In life, it’s not that clear. We don’t see the effects of our daily actions that obvious. However, what we’re doing on a daily basis is what defines us. When we’re signing up for a marathon one year from now, it’s the daily actions that count. From that point on, it’s about every run we’re doing. Even a 10 minutes run. Which leads to another 15 minutes run the next day. And another run the day after. It’s connected, in the mountains as in life.

One step at a time

5. We need spaces of anarchy for ourselves

It was during a period I was working in Singapore when I climbed Kinabalu. The contrast was mind-blowing. From Singapore’s hectic, noisy and highly technologized Central Business District to the plain wildlife-rich Sabah rainforest.

In Singapore as in the rest of the Western world, we’re consuming all the time. Information, food, clothes, any kind of stuff. We live in a world where to buy, hoard and upgrade is the default mode. Where it’s socially expected to spread information on a daily basis.

An environment to roam freely: high above the clouds
Being immersed in nature felt like a reset

Being immersed in nature and crossing one ecological zone after another was like wellness. A detox from consumption, social media and competition. I never felt more refreshed after a three day trip. There’s so much power in going into wide-open spaces. Nature doesn’t judge nor does it compete, we can simply be ourselves.
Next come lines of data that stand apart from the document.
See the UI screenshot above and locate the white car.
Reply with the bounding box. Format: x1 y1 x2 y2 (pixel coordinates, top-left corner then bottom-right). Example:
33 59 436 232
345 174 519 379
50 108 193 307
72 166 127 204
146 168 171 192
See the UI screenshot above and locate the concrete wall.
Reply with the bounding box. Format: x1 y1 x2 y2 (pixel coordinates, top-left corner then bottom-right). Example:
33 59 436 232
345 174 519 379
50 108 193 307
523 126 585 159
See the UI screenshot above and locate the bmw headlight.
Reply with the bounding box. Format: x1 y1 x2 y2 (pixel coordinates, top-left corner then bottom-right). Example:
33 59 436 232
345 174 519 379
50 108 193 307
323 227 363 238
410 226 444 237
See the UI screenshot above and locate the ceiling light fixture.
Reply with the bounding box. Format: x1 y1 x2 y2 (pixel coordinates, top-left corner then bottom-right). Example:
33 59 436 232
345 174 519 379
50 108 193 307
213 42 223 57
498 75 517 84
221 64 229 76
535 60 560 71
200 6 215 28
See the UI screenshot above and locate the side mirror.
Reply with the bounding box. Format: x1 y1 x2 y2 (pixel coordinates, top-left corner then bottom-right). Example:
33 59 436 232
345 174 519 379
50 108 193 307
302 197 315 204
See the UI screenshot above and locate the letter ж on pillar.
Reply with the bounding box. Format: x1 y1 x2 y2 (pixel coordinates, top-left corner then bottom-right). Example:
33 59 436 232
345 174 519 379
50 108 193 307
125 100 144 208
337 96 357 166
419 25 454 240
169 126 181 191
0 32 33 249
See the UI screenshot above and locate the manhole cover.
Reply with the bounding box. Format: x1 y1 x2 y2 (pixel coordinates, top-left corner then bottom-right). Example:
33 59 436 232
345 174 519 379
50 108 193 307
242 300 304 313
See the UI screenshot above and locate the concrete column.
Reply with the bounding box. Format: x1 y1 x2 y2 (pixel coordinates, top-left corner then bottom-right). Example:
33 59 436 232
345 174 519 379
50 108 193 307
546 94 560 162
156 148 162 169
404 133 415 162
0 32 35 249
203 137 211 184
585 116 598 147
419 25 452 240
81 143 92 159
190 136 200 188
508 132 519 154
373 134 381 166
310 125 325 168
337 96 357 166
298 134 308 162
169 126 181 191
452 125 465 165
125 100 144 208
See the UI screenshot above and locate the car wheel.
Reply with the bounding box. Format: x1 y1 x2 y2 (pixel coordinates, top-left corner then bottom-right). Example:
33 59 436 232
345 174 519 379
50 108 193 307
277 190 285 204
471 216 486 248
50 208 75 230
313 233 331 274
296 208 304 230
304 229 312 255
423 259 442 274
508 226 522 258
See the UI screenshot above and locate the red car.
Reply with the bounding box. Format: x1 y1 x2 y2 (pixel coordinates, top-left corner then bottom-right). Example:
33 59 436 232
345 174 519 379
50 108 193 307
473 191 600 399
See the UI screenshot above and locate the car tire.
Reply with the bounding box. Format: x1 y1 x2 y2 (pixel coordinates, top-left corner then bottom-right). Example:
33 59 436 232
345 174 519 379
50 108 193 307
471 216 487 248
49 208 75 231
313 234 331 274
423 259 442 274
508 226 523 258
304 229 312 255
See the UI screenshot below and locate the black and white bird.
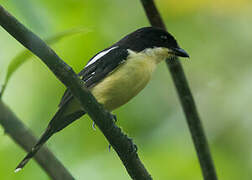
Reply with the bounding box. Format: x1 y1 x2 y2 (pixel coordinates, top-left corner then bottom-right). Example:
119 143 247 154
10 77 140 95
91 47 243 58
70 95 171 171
15 27 189 172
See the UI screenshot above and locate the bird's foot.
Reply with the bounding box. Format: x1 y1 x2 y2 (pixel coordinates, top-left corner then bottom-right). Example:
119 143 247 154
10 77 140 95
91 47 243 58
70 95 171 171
110 113 117 123
109 144 112 152
92 121 96 131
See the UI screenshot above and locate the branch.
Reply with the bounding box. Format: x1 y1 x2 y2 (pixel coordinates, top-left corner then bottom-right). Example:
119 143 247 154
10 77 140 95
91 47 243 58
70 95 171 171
141 0 217 180
0 100 74 180
0 6 151 180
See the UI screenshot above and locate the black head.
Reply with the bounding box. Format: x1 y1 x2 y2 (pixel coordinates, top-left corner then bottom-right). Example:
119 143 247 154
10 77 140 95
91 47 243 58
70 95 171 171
115 27 189 57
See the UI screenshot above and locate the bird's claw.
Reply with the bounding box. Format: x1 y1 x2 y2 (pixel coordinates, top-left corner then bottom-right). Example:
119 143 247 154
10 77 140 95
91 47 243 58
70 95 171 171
110 113 117 122
92 122 96 131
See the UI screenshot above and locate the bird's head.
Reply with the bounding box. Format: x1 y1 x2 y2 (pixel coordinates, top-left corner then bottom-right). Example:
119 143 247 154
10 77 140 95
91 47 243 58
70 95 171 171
116 27 189 58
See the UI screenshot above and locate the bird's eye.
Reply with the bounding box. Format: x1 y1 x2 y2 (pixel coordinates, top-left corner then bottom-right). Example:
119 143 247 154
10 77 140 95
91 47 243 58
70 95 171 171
160 35 167 40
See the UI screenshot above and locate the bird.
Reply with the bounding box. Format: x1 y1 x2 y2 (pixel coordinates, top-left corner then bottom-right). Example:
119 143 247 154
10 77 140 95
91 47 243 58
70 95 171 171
15 27 189 172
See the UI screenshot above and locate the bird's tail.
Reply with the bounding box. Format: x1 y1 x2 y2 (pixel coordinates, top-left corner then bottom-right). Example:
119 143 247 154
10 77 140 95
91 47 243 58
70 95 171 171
15 126 54 172
15 106 85 172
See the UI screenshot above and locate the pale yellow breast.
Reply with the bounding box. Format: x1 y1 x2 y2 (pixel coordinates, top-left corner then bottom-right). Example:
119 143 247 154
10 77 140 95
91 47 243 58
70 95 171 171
91 53 156 111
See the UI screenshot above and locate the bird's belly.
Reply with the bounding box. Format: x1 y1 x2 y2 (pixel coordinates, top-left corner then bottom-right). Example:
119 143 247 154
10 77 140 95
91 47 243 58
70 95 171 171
91 57 156 111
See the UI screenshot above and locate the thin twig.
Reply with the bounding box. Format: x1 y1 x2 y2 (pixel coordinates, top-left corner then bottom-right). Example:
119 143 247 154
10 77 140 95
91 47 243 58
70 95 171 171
0 100 74 180
0 6 151 180
141 0 217 180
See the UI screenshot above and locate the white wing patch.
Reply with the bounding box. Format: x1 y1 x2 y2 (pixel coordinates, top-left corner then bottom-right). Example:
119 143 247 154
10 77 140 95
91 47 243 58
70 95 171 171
85 46 118 67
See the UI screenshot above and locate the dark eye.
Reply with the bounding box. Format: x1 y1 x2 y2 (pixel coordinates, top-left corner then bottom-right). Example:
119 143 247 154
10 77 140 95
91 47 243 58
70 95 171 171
160 35 167 40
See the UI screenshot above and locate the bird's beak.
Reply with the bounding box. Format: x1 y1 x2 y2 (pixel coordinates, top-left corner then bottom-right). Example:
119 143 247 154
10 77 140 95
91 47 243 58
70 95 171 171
171 48 189 58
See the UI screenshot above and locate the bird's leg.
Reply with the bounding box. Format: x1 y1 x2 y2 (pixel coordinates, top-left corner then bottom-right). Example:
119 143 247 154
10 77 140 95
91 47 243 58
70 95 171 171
92 121 96 131
110 113 117 123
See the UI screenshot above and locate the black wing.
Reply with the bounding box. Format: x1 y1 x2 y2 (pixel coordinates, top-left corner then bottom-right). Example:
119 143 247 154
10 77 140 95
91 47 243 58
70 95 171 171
59 46 128 107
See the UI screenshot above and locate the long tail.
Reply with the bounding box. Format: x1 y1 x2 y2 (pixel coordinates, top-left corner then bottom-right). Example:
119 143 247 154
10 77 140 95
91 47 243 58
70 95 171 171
15 127 54 172
15 108 85 172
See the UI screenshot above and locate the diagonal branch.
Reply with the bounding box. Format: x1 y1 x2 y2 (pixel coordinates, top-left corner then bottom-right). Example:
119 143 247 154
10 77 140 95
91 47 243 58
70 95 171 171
0 100 74 180
141 0 217 180
0 6 151 180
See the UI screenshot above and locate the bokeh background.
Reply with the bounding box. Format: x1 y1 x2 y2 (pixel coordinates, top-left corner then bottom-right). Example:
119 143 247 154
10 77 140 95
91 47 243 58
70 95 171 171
0 0 252 180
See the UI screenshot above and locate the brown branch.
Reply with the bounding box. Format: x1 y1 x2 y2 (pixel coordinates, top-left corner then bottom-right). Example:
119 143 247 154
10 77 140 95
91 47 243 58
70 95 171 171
141 0 217 180
0 100 74 180
0 6 151 180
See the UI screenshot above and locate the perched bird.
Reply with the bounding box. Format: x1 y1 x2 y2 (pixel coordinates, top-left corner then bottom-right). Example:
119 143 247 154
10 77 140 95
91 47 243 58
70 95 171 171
15 27 189 172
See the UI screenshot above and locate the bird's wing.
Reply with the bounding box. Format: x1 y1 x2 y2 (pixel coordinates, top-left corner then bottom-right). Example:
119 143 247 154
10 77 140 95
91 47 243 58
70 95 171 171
59 46 128 107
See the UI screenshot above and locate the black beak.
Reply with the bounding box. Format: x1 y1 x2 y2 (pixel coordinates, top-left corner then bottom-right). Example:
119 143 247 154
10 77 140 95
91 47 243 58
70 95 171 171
172 48 189 58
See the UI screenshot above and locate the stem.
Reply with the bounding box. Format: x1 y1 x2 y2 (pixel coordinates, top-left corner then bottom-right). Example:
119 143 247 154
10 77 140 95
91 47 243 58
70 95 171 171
141 0 217 180
0 6 151 180
0 100 74 180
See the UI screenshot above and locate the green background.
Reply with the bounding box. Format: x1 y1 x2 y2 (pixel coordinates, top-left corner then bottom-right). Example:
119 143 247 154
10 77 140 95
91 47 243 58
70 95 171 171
0 0 252 180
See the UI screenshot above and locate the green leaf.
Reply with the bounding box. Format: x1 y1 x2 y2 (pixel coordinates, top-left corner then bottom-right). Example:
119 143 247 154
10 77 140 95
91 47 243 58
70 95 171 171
0 28 90 99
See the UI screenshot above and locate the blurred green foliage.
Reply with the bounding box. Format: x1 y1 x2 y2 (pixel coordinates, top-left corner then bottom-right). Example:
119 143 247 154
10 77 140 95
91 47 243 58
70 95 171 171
0 0 252 180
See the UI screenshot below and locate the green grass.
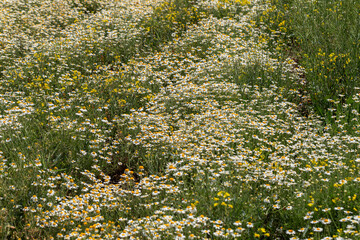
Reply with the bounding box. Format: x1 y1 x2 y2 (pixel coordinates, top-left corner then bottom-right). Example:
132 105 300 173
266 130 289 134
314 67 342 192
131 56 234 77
0 0 360 239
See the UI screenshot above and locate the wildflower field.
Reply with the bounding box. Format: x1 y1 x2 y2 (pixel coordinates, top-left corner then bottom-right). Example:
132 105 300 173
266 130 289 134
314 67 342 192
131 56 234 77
0 0 360 240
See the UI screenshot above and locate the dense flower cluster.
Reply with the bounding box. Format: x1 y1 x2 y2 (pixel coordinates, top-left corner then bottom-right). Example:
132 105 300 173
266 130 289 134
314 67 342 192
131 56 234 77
0 0 360 239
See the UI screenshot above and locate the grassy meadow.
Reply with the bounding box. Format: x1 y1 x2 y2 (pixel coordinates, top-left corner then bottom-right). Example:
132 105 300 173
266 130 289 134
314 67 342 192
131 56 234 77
0 0 360 240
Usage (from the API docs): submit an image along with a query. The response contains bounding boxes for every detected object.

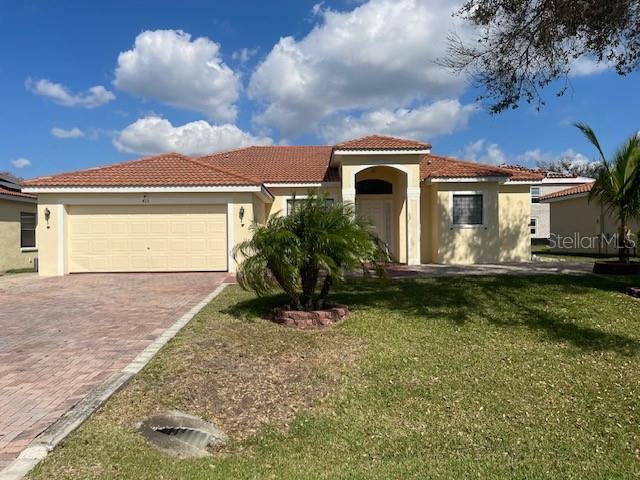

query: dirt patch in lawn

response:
[98,287,364,451]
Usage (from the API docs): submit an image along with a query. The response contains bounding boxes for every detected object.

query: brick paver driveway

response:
[0,273,228,470]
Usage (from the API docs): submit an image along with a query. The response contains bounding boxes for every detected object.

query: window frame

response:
[19,211,38,252]
[449,190,487,229]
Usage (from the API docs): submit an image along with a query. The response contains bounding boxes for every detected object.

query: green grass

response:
[30,275,640,479]
[531,245,632,263]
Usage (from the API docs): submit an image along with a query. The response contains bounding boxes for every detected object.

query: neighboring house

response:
[26,135,541,275]
[504,165,593,243]
[540,181,640,255]
[0,172,38,272]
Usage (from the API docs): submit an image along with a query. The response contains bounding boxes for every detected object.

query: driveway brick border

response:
[0,282,232,480]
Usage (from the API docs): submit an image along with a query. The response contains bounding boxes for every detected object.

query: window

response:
[287,197,334,215]
[20,212,36,248]
[531,187,540,203]
[453,193,483,225]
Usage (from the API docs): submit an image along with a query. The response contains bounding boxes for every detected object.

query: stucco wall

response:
[498,185,531,262]
[531,182,588,239]
[549,196,640,255]
[36,193,264,276]
[0,199,38,272]
[421,182,531,264]
[531,203,551,239]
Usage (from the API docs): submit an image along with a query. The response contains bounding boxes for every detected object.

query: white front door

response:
[356,198,394,252]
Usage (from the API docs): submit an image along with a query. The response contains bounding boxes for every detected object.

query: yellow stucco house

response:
[0,172,38,273]
[25,135,540,275]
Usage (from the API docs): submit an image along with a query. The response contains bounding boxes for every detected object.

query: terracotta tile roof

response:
[538,182,594,202]
[0,186,38,199]
[500,164,577,178]
[25,137,543,187]
[24,153,261,187]
[199,146,340,183]
[336,135,431,150]
[0,172,24,185]
[420,154,543,181]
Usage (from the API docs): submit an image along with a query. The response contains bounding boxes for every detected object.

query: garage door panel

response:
[69,205,227,272]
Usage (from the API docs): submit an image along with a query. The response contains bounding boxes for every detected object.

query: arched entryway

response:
[355,166,407,262]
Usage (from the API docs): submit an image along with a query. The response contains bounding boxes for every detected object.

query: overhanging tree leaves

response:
[442,0,640,113]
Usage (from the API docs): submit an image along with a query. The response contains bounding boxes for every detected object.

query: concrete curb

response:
[0,282,231,480]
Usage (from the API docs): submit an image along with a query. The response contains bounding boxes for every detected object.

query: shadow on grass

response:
[227,275,640,356]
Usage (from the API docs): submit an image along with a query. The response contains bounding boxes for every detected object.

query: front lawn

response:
[30,275,640,479]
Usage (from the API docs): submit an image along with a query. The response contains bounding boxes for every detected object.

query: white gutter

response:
[264,182,341,188]
[0,193,38,203]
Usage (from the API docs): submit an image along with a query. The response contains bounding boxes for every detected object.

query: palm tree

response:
[234,195,389,310]
[575,123,640,263]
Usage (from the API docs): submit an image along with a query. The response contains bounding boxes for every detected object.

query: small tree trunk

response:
[300,265,320,311]
[618,220,631,263]
[316,275,333,310]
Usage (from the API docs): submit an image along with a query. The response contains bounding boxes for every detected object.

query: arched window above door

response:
[356,178,393,195]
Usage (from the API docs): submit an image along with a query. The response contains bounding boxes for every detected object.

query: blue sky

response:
[0,0,640,178]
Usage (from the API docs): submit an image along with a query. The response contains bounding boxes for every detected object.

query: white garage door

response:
[67,205,227,273]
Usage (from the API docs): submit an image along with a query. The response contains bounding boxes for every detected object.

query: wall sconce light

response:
[44,208,51,228]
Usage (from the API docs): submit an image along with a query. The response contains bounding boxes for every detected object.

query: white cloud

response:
[461,138,508,165]
[113,116,272,155]
[25,78,116,108]
[249,0,465,136]
[51,127,85,138]
[11,158,31,168]
[231,48,258,63]
[321,100,476,143]
[569,56,611,77]
[113,30,242,121]
[459,138,598,171]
A year ago my best friend told me for his 30th birthday he would travel to Georgia and we would catch up when he returns. As a birthday present he would gift himself with two weeks off the internet. My reaction was like “Wait, what?? I wanna talk to you! I wanna congratulate you! I wanna see pictures!”

Meanwhile, I got it. We live in a wired planet where it has turned out to be the greatest luxury to disconnect and get offline once in a while. As the world gets more complex and uncertain, we crave places where we can be quiet. Seeking out spaces of anarchy, where it’s just us and powers of nature, where we can be ourselves, is more important than ever.

6. Spaces of anarchy need us

It’s all about nature. Our planet was in a crise mode long before the pandemic and it’s still. The pandemic has proved that our actions effect all of us, that we’re all connected. Due to economic fallout and the progress of the climate crisis individual action is needed.

Our beautiful planet and its playgrounds

Mindfulness is important: We should start by considering our own actions. Adjusting our heating and lighting habits, eating less meat, wasting less food; there is a lot we can do on a daily basis. The least is, being kind to each other. Also, we can and should all start with reducing plastic consumption. When we all do a little, we can make much of a difference. As the saying goes, if everyone would clean in front of his own house, we would live in a clean world.